Total structural isomers of C₄H₁₀: 2
- n-Butane (butane)
- 2-Methylpropane (isobutane)
Why This Works
Structural (chain) isomers have the same molecular formula but different carbon skeletons. For C₄H₁₀, we systematically reduce the main chain length and check if branching gives a genuinely new arrangement.
The key insight: two structures are the same isomer if you can rotate or flip one to match the other. n-Butane written as CH₃CH₂CH₂CH₃ and reversed CH₃CH₂CH₂CH₃ is still one compound — so we don’t count mirror-written versions separately.

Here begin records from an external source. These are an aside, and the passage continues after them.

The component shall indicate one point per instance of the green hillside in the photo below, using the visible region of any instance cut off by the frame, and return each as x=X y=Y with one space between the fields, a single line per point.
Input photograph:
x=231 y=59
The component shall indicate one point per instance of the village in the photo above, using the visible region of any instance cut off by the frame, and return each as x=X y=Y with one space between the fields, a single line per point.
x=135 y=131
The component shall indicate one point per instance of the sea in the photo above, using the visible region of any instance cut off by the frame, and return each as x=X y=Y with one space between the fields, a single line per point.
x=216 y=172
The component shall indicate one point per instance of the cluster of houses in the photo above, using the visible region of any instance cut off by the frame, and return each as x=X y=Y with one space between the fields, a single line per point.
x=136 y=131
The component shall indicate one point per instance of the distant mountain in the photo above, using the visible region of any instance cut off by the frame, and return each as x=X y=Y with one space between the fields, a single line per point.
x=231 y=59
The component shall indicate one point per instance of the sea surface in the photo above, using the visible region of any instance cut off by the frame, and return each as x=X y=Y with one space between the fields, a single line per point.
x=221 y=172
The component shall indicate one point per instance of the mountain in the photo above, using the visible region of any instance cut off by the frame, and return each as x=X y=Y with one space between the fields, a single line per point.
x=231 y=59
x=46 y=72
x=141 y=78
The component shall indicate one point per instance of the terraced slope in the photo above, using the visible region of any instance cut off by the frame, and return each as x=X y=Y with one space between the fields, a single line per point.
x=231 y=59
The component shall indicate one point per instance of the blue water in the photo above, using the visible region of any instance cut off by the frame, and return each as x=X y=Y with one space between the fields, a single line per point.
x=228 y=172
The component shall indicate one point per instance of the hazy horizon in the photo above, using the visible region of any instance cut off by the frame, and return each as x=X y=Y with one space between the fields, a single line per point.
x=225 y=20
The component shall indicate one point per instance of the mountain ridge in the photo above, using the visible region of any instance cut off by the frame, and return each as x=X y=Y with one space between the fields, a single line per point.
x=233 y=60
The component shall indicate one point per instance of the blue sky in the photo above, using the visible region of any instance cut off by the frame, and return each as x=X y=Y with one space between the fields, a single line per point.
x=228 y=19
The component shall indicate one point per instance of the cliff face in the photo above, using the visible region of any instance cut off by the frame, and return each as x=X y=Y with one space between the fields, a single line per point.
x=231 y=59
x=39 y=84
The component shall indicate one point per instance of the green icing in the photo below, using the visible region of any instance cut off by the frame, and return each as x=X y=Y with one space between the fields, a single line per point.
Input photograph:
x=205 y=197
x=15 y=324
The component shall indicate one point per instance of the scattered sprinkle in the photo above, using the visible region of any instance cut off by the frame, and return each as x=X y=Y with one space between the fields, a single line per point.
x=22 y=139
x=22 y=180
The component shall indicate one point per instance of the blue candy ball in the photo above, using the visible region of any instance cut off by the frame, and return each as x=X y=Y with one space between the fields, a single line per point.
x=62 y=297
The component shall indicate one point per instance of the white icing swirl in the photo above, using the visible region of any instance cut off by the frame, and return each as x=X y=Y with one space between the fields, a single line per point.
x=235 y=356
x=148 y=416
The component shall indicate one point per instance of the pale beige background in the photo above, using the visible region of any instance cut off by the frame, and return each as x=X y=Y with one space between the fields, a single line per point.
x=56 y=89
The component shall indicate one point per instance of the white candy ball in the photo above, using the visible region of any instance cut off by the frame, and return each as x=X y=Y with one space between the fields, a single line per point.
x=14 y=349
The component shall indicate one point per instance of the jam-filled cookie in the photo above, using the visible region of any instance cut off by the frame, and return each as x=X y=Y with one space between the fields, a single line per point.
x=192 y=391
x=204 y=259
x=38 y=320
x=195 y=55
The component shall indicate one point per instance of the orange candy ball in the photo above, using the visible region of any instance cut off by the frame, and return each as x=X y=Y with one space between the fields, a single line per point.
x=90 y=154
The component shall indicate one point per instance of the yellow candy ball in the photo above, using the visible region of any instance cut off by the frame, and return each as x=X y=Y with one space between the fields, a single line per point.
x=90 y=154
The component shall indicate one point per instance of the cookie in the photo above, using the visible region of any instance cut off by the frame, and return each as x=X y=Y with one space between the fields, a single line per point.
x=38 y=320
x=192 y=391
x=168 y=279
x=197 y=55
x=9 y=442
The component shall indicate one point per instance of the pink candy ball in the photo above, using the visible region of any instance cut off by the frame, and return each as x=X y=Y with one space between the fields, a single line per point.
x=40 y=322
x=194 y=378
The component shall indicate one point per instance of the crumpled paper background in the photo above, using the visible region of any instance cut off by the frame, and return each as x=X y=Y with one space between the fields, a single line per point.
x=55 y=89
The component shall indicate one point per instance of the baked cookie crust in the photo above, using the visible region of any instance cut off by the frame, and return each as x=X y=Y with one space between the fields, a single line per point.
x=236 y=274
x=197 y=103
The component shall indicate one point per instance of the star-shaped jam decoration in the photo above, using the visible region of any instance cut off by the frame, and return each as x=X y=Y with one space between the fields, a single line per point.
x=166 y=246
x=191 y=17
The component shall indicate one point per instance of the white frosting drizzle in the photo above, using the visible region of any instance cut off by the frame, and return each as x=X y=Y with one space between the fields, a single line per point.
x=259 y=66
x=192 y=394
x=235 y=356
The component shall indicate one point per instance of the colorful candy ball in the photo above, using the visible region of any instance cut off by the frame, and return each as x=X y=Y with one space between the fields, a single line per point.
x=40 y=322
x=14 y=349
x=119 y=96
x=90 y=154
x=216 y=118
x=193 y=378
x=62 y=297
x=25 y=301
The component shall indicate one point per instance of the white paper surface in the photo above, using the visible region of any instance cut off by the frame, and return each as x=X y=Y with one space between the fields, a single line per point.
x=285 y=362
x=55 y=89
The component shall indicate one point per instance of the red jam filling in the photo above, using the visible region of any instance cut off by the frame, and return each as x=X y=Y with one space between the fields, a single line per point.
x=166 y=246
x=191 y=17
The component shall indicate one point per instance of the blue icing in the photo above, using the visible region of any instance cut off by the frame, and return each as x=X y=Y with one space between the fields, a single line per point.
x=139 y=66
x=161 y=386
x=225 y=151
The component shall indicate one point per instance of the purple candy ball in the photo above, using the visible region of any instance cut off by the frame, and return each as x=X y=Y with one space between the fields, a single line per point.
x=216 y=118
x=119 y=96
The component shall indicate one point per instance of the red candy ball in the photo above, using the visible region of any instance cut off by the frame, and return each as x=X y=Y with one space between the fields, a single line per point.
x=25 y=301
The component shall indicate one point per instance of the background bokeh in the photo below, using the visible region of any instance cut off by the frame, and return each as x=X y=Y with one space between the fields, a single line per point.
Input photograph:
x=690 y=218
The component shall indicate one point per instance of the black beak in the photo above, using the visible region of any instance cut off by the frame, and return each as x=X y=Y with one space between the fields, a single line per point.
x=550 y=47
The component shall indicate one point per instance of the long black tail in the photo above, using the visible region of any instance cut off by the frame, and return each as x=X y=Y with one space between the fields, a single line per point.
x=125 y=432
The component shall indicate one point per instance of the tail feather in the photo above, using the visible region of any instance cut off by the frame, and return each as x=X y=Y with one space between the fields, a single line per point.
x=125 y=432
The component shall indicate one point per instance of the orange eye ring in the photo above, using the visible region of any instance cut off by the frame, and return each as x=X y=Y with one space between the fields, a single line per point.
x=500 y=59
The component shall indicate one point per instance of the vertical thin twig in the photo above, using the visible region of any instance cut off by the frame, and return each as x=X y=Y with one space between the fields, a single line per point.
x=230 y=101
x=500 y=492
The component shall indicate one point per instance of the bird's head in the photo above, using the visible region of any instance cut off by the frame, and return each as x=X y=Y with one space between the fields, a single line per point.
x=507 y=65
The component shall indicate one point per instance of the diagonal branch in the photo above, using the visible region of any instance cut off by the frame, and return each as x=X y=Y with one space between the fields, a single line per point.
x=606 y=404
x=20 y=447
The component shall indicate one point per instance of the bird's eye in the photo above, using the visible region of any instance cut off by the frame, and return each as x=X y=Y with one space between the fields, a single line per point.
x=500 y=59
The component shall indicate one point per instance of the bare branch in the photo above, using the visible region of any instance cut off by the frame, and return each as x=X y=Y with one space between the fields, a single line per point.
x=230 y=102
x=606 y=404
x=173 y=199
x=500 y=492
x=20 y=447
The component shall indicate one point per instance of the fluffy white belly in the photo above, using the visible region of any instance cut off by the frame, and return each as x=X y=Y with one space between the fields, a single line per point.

This systematic approach — longest chain first, then reduce by one carbon and branch — guarantees we don’t miss any isomer and don’t double-count. It’s the same method NCERT expects in board exams and JEE tests for larger formulas like C₅H₁₂ (3 isomers) and C₆H₁₄ (5 isomers).
Alternative Method
Use the branch counting approach instead of chain-length reduction.
Ask: how many carbons are in branches off the main chain?
- 0 branch carbons → all 4 in chain → n-butane
- 1 branch carbon → main chain has 3C, 1C branches off → 2-methylpropane
Can we have 2 branch carbons? That would mean a 2-carbon chain with two 1-carbon branches — draw it out and it collapses to 2-methylpropane written differently. So again, just 2 isomers.
For C₅H₁₂ (the next alkane), use the same method: 5-carbon chain (pentane), 4-carbon chain with 1-methyl branch (2-methylbutane), and 3-carbon chain with two methyl branches (2,2-dimethylpropane). Always work top-down from the longest chain.
Common Mistake
Students often draw n-butane in a bent or angled form and count it as a different isomer from the straight-chain form. A zigzag drawing of n-butane is the same compound — the carbon backbone is still an unbranched 4-carbon chain. Structural isomers differ in connectivity (which carbons are bonded to which), not in 3D shape or how you draw the chain on paper.
Also watch out for naming: 2-methylpropane is correct, not 1-methylpropane. If the branch is on C-1 of a 3-carbon chain, that carbon becomes part of the main chain, making it a 4-carbon chain (butane) — IUPAC rules force you to choose the longest chain as the parent.